Which brings us to this morning's Washington Post.
Six years later, the Sept. 11 attacks remain the touchstone of American politics, the most powerful force that can be summoned on behalf of an argument even as a nation united in their aftermath today stands divided on their meaning.(The Washington Post is now putting rhyming headlines on its front page, make of it what you will.)
- "9/11 Linked To Iraq, In Politics if Not in Fact"
On Usenet, and the Internet in general, Godwin's Law is used as a reference to a debate in which the sides are merely shouting uselessly at each other, not actually trying to come to some conclusion. It is used derisively and flippantly, as in, "the debate over the significance of the number "42" in Douglas Adams' writing has reached Godwin's Law."
The U.S. is at great risk of "nine-eleven" becoming the Godwin's Law of our national political discussion. Sides are starting to atrophy to where an interpretation of the events of September 11th is not subject to rational discussion, but is being used as a litmus test for ideological purity or agreement. We are fast approaching an inflection point - highlighted by the title of the Washington Post article above - where the facts of 9/11 are being overwhelmingly obscured by the legend of 9/11.
As I see it, there are at least four different interpretations of 9/11 in circulation today.
1. On 9/11, Muslim extremist terrorists attacked America, setting off a clash of civilizations between the Western world and the Middle-East. They attacked us because they fundamentally oppose the values and principals upon which we have built our society. We must fight this battle on all fronts in order to preserve our way of life. This can be seen as the Neo-Conservative Interpretation of events.
2. On 9/11, a handful of alienated and disenfranchised Wahhabist terrorists attacked symbols of America in retaliation for America's perceived imposition of its culture, political system and economic values on traditional Islamic societies. We must bring the instigators of this crime to justice, while developing an understanding of the causes of the wider alienation felt in an effort to mitigate it. This can be seen as the Progressive Interpretation of events.
3. On 9/11, terrorists attacked us. We must get them, because they want to blow up my church and make my wife wear a burkha. This might be seen as the Freeper Interpretation of events.
4. On 9/11, the CIA drove planes into buildings and then destroyed the twin towers in a controlled demolition. This was done to prop up oil prices and push the country to war to increase profits for the military-industrial complex. We must expose this plot and indict the traitors in the halls of power. This could be called the Tin-Foil Hat Interpretation of events.
Each interpretation of events drives different policy actions. Each interpretation yields radically different outcomes for our polity and it's wider role in the world and in the lives of American citizens. And perhaps most distressingly, each is mutually exclusive of the others, or nearly so.

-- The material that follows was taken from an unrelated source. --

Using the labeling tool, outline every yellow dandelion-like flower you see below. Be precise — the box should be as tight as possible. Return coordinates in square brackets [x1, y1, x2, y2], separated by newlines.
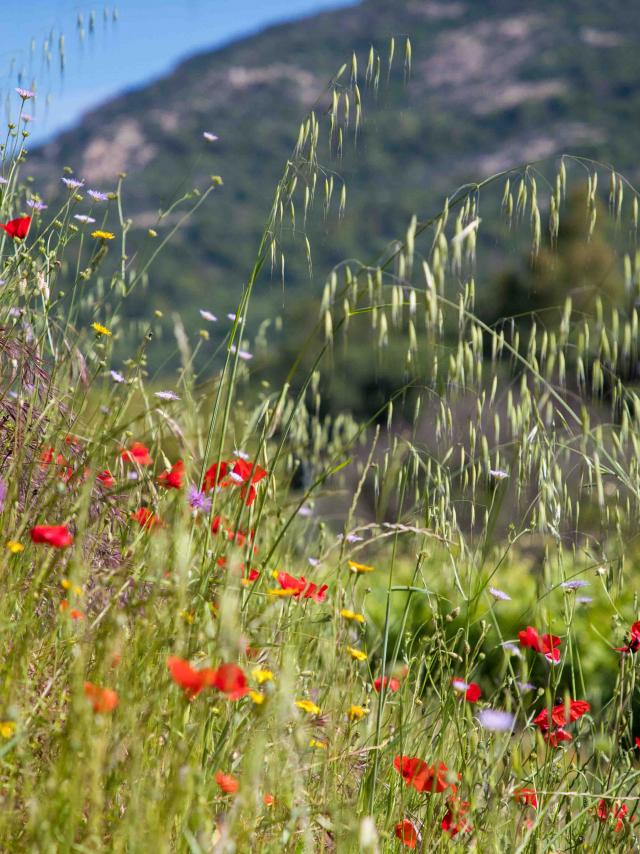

This post does little to solve the interpretation problem, other than to illuminate it. It is merely a warning that we must redouble our efforts too listen to each other, and seek consensus, lest we irrevocably doom our children to misunderstanding and perhaps lead them to misinformed decisions about our grandchildren's future.
Our national debate will be fundamentally diminished if the day arrives when "Nine-Eleven" is the end of the discussion, instead of the beginning.